WB: Actually, my preferred system – and I think what we’re going to eventually see – would be what they have in New South Wales. It is a STV system, but it’s one in which voters consciously need to direct their preferences. The great scandal, I think, is not STV itself. I think that voters should have as much power to use or not use their vote as they want.

By not using it, I think they need to be given the option for their vote to exhaust. And that’s particularly pertinent in relation to this system we have, where essentially people’s votes get corralled by the group ticket voting system and sent off in directions they would never imagine. That’s where the disgrace lies and New South Wales has done the logical thing about it.

In New South Wales, you do not just number one vote above the line and have your entire vote from beginning to end follow the pattern laid out by the party itself. You have to vote your own way above the line, you can number as many or as few boxes above the line as you like.

In practice, people vote in the Senate by just numbering one box above the line. What that means overwhelmingly is that people’s preferences don’t get distributed outside of the party that they’ve voted for. If you want to do that you can, but you have to actually go to the effort to say, consciously, I want my second preference to go to this party or that party.

That, I think, is the obvious solution. It hasn’t caused any problems in New South Wales. What it means in practice, though, is that very few preferences do get distributed and the final seats go to the parties who come nearest to a quota. You don’t have the system whereby everyone has to get to a quota to get elected because every vote is being counted to its full value because every preference is being counted to the umpteenth degree.

Federal Labor leader Bill Shorten and his WA counterpart, Mark McGowan, on the hustings. AAP/Tim Clarke

NM: The Senate was designed as a state’s house, that is to ensure that the views of the people in each state of the federation were given equal weight. Should people living outside of Western Australia, such as the candidates in the Help End Marijuana Prohibition Party or Philip Nitschke from the Voluntary Euthanasia Party be able to run for seats in WA?

WB: I think it’s fairly obvious that if you want to run for the Senate in a particular state you should be enrolled to vote there and that, in turn, requires that you be a resident there.

So, yes, I think we’ve exposed a big loophole here and one which perhaps has not come up as an issue before because not since 1906 have we had an election – a Senate election – held in one state only on a single day. At every other Senate election, you’ve got the entire range of states and territories to choose to run in.

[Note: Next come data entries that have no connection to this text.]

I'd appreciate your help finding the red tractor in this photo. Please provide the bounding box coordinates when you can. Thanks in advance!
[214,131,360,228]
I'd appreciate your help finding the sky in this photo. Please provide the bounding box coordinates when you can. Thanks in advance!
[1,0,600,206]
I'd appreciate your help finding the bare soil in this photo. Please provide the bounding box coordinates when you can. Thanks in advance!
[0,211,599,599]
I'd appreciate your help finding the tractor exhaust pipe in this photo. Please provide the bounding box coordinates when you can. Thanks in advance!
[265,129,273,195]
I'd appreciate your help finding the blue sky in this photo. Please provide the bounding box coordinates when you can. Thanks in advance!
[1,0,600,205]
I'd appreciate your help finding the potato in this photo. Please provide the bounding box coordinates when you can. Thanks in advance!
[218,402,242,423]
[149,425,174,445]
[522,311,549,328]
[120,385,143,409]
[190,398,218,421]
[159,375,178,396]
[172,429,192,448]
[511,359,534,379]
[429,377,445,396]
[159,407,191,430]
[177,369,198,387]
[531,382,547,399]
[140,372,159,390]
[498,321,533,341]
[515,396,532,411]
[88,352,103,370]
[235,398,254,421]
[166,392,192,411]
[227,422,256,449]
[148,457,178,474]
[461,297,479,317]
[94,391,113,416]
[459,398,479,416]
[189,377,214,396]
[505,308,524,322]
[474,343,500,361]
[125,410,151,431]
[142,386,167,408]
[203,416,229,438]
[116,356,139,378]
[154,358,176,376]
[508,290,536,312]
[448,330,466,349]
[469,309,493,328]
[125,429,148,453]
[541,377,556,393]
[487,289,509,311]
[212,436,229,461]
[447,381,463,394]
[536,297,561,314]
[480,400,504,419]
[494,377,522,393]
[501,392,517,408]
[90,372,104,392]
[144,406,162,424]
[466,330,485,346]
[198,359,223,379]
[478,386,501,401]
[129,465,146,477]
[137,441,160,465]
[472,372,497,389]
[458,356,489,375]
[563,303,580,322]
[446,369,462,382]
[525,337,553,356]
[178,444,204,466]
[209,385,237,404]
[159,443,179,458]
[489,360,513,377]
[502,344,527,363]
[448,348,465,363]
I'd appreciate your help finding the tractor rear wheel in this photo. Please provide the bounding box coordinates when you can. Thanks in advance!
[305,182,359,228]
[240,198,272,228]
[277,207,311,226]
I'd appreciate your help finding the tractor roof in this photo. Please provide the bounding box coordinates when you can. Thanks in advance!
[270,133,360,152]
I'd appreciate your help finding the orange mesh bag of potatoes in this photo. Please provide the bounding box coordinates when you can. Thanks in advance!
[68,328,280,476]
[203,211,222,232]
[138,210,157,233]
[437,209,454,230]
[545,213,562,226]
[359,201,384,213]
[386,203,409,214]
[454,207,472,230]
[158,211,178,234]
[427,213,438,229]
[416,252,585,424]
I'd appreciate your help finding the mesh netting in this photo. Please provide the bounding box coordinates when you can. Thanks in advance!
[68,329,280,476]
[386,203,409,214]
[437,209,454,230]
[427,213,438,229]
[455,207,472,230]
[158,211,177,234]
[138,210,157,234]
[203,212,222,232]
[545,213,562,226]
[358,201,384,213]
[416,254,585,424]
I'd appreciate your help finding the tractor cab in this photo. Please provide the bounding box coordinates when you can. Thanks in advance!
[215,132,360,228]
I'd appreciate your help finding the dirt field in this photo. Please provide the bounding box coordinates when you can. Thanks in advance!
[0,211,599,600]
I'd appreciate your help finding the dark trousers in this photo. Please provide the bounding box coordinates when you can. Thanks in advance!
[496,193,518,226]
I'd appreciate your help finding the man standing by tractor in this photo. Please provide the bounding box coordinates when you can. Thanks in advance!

But now we’ve discovered that this sort of thing can happen.

As you say, it’s the states’ house and it is indeed making a joke of that. People from all around Australia are flocking to run in this election just to take advantage of the demonstrated fact that Senate elections are a bit of a lottery. You can win without any popular mandate to speak of so, yes, that’s one of many areas that I think reform needs to be considered.